Early May 2024
My dad slowly wheeling himself away, his feet pulling, scraping along.
“Yeah, he walked him,” says a woman with glasses, another resident. “We were down in our house.”
Mass is on the TV, in the common room of this nursing home. Lunchmate Bob is singing along with the hymn, just the notes.
“Soft smell, the all cough coughs,” says the woman with glasses. I do not remember her ever saying anything before. But I do recognize her, she must eat in the assisted dining room.
“They were asking for the Christmas Day,” she says. “I never heard that one before. Least they’ll give it to the other Christmas. Have fun. We had a little.”
She trails off.

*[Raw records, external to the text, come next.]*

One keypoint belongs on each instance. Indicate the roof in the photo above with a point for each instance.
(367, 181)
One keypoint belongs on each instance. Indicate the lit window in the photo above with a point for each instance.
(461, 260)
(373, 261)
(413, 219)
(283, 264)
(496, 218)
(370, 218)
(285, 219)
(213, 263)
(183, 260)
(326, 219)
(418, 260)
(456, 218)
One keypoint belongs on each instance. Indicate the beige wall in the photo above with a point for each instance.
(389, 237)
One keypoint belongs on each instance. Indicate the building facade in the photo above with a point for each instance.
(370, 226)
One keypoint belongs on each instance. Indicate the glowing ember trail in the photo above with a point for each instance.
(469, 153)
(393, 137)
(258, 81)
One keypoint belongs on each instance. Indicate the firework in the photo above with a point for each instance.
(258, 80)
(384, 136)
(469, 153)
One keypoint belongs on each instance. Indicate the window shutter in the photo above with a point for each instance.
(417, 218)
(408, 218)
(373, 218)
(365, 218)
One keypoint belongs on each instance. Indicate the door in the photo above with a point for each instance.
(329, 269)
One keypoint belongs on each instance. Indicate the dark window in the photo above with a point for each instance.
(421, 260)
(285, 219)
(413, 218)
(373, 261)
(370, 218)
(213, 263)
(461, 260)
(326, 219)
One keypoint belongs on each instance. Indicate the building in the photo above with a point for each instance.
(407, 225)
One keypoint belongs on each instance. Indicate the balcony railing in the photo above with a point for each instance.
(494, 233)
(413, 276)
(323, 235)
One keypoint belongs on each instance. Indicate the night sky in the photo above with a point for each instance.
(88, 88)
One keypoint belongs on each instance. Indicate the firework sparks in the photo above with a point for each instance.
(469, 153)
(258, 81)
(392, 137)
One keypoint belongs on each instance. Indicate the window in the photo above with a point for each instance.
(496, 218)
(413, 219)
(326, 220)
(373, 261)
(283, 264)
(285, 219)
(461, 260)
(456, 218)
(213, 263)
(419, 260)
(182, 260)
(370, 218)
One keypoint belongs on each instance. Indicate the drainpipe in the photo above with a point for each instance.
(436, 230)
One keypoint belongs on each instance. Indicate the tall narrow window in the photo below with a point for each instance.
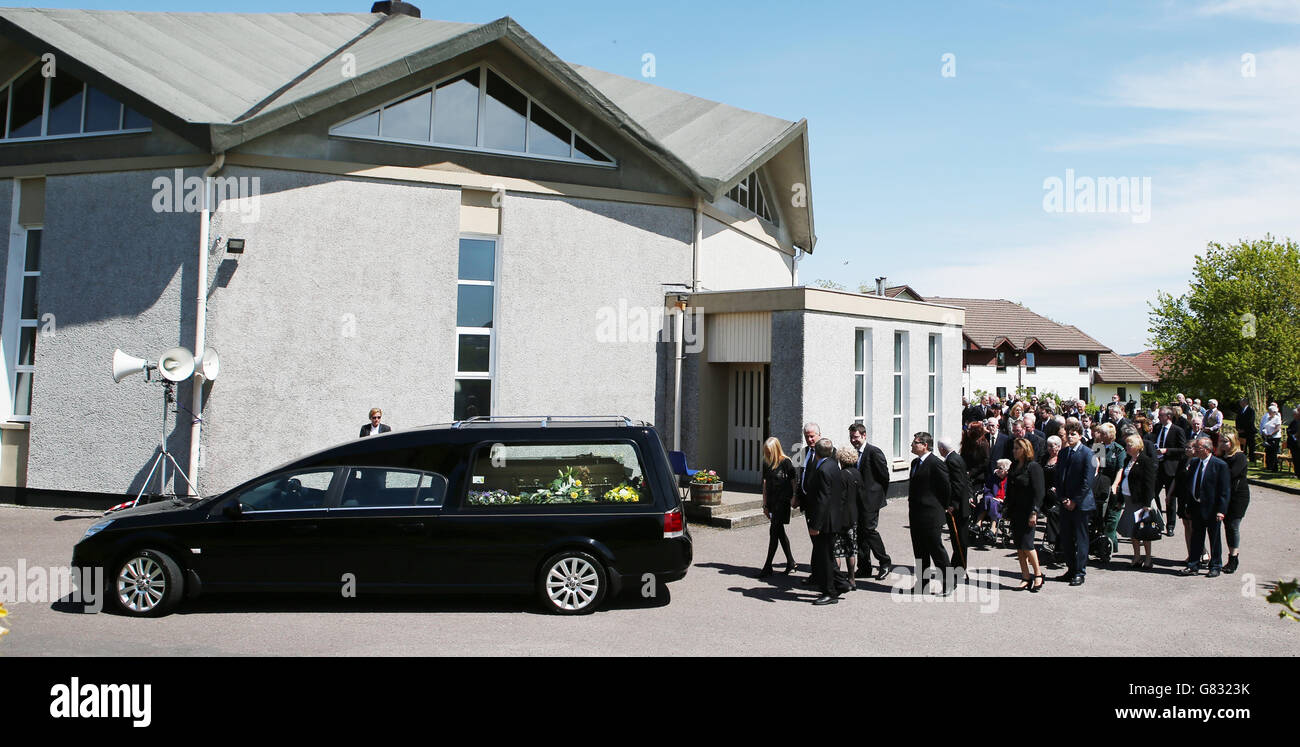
(862, 376)
(900, 387)
(932, 394)
(29, 318)
(476, 287)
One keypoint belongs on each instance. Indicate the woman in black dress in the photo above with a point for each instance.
(778, 491)
(1025, 489)
(1136, 485)
(1239, 498)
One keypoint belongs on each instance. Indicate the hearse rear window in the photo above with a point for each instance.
(553, 474)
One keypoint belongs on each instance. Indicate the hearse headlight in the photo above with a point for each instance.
(96, 528)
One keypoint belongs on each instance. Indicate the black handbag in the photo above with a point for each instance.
(1149, 525)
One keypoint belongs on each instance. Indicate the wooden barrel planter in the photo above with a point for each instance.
(707, 494)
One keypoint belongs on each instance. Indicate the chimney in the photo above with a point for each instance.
(395, 8)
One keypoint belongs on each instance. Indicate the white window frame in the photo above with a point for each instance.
(7, 91)
(482, 105)
(934, 390)
(490, 376)
(12, 328)
(900, 394)
(862, 376)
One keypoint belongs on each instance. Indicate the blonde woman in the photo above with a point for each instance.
(778, 491)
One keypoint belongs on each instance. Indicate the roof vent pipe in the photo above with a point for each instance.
(395, 8)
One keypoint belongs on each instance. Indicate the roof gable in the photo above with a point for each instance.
(226, 78)
(991, 320)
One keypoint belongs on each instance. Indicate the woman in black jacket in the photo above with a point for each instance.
(1023, 504)
(778, 491)
(1136, 483)
(1239, 498)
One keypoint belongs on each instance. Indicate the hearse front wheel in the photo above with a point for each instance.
(147, 583)
(572, 582)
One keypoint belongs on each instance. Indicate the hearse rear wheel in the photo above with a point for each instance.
(572, 582)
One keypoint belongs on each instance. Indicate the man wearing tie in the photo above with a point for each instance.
(1209, 494)
(802, 457)
(960, 502)
(928, 493)
(1170, 452)
(875, 477)
(1075, 469)
(822, 500)
(375, 426)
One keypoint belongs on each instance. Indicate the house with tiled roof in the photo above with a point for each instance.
(1119, 376)
(442, 220)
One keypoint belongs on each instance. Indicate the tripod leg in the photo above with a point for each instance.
(154, 468)
(181, 472)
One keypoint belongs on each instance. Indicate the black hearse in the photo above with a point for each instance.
(571, 508)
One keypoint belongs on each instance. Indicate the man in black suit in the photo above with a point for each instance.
(820, 503)
(1170, 452)
(375, 426)
(1077, 467)
(1208, 493)
(1000, 447)
(928, 493)
(960, 502)
(1247, 426)
(875, 476)
(1294, 441)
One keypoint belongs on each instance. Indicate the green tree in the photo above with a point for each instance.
(1238, 328)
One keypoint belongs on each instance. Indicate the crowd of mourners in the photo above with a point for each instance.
(1134, 473)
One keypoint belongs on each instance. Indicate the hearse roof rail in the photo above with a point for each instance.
(547, 420)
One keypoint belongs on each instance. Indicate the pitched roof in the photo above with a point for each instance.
(239, 75)
(895, 291)
(1145, 361)
(1119, 369)
(992, 320)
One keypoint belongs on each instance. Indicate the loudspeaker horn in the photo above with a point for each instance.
(125, 365)
(176, 364)
(211, 365)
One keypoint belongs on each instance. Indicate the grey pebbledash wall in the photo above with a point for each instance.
(564, 263)
(115, 274)
(345, 299)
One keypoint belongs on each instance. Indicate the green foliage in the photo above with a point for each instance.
(1287, 594)
(1235, 329)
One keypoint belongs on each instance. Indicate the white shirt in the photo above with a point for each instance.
(1272, 425)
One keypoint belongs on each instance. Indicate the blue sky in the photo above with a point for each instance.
(939, 181)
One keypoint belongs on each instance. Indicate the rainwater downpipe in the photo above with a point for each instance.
(200, 321)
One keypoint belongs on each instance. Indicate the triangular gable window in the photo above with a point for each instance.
(34, 107)
(480, 111)
(749, 194)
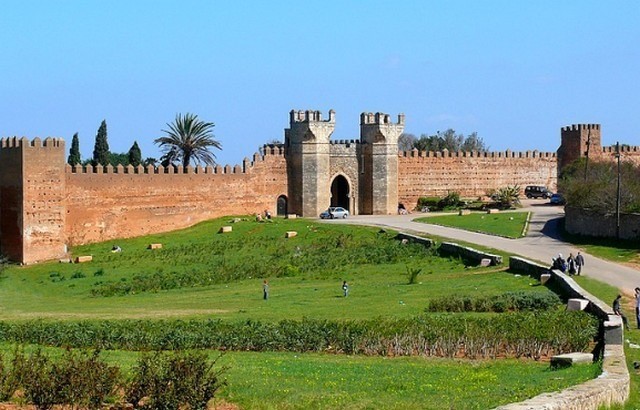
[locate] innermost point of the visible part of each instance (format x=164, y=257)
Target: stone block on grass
x=577, y=304
x=544, y=278
x=568, y=359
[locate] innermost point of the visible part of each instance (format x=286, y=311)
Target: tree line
x=187, y=139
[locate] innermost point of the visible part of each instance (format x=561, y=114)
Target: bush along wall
x=513, y=334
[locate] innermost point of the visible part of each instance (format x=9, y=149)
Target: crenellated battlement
x=580, y=127
x=310, y=116
x=379, y=118
x=611, y=149
x=15, y=142
x=477, y=154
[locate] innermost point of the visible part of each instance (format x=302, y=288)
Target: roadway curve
x=541, y=243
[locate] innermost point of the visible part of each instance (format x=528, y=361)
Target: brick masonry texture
x=47, y=206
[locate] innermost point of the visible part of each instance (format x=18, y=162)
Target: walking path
x=541, y=242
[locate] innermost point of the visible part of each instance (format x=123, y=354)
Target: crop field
x=306, y=346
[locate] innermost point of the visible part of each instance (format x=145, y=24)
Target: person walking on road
x=579, y=263
x=638, y=306
x=618, y=312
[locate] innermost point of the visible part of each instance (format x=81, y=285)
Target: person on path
x=618, y=312
x=637, y=290
x=571, y=265
x=579, y=263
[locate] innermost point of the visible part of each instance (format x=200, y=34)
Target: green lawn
x=507, y=224
x=200, y=273
x=282, y=380
x=305, y=274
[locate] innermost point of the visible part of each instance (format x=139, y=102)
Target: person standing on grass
x=265, y=290
x=579, y=263
x=618, y=312
x=638, y=306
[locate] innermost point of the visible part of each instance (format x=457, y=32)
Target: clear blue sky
x=514, y=71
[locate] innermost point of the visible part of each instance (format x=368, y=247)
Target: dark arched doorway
x=340, y=192
x=281, y=205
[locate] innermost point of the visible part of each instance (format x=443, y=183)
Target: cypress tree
x=101, y=148
x=135, y=155
x=74, y=151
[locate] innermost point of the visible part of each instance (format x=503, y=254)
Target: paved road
x=541, y=242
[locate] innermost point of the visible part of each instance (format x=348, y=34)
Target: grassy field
x=305, y=274
x=200, y=273
x=318, y=381
x=507, y=224
x=607, y=293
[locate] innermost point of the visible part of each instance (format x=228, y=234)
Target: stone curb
x=613, y=384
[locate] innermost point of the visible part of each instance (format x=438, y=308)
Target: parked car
x=557, y=199
x=334, y=212
x=537, y=191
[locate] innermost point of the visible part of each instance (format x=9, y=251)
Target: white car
x=334, y=212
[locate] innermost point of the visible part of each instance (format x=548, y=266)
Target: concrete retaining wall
x=469, y=253
x=414, y=238
x=612, y=386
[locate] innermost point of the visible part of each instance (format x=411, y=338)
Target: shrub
x=179, y=380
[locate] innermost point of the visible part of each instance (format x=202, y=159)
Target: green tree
x=188, y=138
x=406, y=142
x=74, y=151
x=135, y=155
x=101, y=147
x=116, y=159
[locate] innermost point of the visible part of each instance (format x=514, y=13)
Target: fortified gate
x=48, y=206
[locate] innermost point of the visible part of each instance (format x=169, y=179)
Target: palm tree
x=188, y=138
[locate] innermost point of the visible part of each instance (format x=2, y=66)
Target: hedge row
x=509, y=301
x=82, y=380
x=518, y=334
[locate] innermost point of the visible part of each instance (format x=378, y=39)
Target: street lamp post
x=617, y=155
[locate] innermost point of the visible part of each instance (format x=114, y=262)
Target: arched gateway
x=340, y=192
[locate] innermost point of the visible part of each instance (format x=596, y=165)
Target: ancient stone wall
x=471, y=174
x=585, y=222
x=32, y=208
x=127, y=202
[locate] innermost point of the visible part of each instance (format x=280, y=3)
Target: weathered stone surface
x=577, y=304
x=568, y=359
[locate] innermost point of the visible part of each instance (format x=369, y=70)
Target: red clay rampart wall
x=127, y=202
x=471, y=174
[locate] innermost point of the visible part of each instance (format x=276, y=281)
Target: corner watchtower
x=578, y=141
x=32, y=199
x=307, y=151
x=379, y=162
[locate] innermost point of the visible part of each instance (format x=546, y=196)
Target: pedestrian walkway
x=540, y=244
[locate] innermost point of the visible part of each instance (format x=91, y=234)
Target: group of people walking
x=572, y=265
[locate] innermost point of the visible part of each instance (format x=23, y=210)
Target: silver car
x=334, y=212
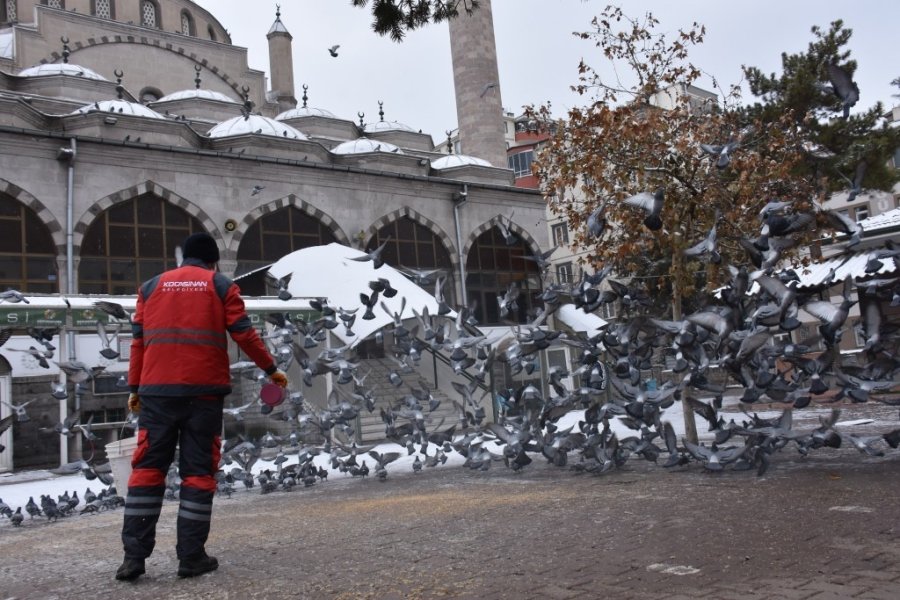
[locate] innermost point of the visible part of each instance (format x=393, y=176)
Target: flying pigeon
x=651, y=205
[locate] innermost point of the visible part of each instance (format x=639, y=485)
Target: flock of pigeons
x=738, y=335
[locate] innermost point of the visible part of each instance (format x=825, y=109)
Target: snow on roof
x=59, y=69
x=363, y=145
x=7, y=44
x=885, y=220
x=304, y=111
x=345, y=281
x=278, y=27
x=119, y=107
x=255, y=124
x=458, y=160
x=853, y=265
x=201, y=94
x=387, y=126
x=578, y=320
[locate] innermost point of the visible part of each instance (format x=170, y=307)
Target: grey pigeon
x=651, y=204
x=843, y=86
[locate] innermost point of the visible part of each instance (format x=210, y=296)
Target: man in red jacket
x=179, y=376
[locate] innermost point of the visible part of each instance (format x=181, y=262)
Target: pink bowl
x=271, y=394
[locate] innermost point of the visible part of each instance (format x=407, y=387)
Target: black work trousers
x=194, y=424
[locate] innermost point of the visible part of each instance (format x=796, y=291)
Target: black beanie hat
x=201, y=246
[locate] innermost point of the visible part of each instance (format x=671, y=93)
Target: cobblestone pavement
x=820, y=528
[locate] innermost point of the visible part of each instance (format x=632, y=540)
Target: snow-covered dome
x=304, y=111
x=61, y=69
x=458, y=160
x=255, y=124
x=119, y=107
x=363, y=145
x=387, y=126
x=201, y=94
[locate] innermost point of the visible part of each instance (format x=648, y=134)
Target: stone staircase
x=370, y=427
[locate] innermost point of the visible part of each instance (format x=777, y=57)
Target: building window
x=273, y=236
x=187, y=23
x=9, y=11
x=150, y=14
x=27, y=251
x=131, y=242
x=413, y=246
x=560, y=233
x=608, y=310
x=564, y=273
x=149, y=95
x=103, y=9
x=491, y=266
x=521, y=163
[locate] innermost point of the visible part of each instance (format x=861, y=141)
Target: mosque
x=127, y=125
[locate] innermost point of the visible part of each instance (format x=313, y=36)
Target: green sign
x=88, y=317
x=32, y=317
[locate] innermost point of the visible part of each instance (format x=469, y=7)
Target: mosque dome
x=255, y=124
x=363, y=145
x=61, y=69
x=201, y=94
x=387, y=126
x=296, y=113
x=458, y=160
x=119, y=107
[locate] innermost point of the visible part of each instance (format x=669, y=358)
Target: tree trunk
x=690, y=423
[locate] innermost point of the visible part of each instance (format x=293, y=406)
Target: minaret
x=281, y=63
x=479, y=109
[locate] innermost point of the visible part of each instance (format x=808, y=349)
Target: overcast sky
x=537, y=54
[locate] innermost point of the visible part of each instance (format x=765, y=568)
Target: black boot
x=130, y=569
x=198, y=565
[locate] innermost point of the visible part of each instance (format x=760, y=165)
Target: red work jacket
x=179, y=346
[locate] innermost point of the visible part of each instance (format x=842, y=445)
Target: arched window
x=8, y=12
x=274, y=235
x=131, y=242
x=27, y=251
x=105, y=9
x=187, y=23
x=414, y=249
x=490, y=267
x=150, y=14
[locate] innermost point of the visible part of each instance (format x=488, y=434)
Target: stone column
x=479, y=108
x=281, y=64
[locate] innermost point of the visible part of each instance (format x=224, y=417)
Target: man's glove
x=279, y=378
x=134, y=403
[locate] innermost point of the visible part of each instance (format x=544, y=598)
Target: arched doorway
x=272, y=236
x=27, y=251
x=491, y=266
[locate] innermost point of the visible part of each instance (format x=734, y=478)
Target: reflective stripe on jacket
x=180, y=346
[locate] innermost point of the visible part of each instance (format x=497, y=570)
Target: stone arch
x=89, y=42
x=486, y=226
x=422, y=220
x=42, y=212
x=290, y=200
x=149, y=187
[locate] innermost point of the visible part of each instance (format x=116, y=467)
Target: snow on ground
x=16, y=488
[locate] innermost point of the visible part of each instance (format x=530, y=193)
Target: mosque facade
x=125, y=126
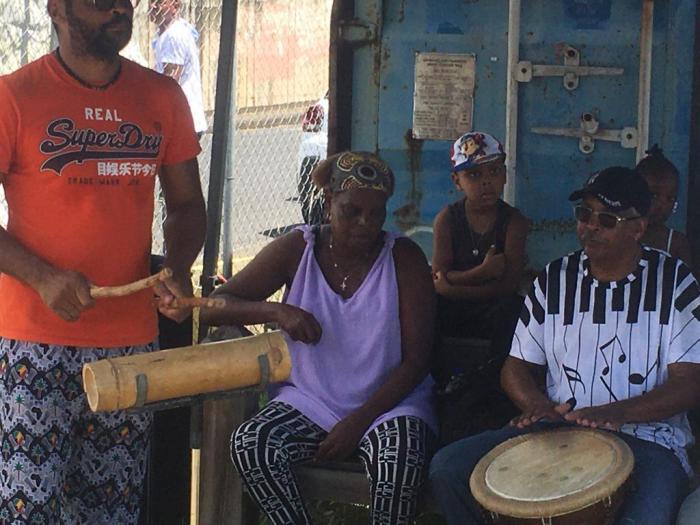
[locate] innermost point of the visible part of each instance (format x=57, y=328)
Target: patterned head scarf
x=359, y=169
x=474, y=148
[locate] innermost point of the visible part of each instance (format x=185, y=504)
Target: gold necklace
x=344, y=278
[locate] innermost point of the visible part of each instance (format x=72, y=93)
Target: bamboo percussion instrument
x=561, y=477
x=132, y=381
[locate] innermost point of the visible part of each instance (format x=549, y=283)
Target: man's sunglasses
x=605, y=219
x=108, y=5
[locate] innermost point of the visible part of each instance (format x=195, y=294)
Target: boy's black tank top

I can’t follow the meaning of her words but hers is a musical nonsense language. Lyrical and sporadic, like a strange bird.
“I throw ye in the class now!”
“Hmm?” asks Bob in reply, thinking maybe she is talking to him.
Lillian, another resident, rocks back and forth in her wheelchair. She’s spoken to me a few times, thinks maybe I am one of hers. A lunch will be served in the main Dammert dining room, Dammert being the name of this place, this wing of the retirement community, the last stop on the route, the end of the line.
Bob has gotten an early start on his lunch. Someone has gotten him a bag of cookies. Maybe his wife, who lives over in the apartments, independent.
“I call on the on-derin,” says the woman with glasses.
“Yeah, hmmm,” says Bob, “Mm-hmm.”
She holds her hands tight, clenched and clawed, thumb to index finger, pill-rolling.
“Hmm?” says Bob, “I can’t hear you.”
The Mayor’s mom is also a resident here. Helen. She fell recently, landed on her head. She looks pretty beat up, a gash on her forehead, dark red, purple, dried blood.
“Thank you,” says Bob.
Later, at lunch, he turns to me and holds up just the top half of a hamburger bun.
“This is nothin but bread,” he says, and I can’t disagree.
For most of this year, I have been visiting my dad at a nursing home near Belleville, IL. Dammert, the place he’s in, is the skilled care wing of a retirement community at Our Lady of the Snows Shrine. I have kept a journal during many of these visits. It is time for me to begin to type up these Shrine journals. They will not be posted in chronological order. I didn’t take many photos early on so some of the photos might be redundant.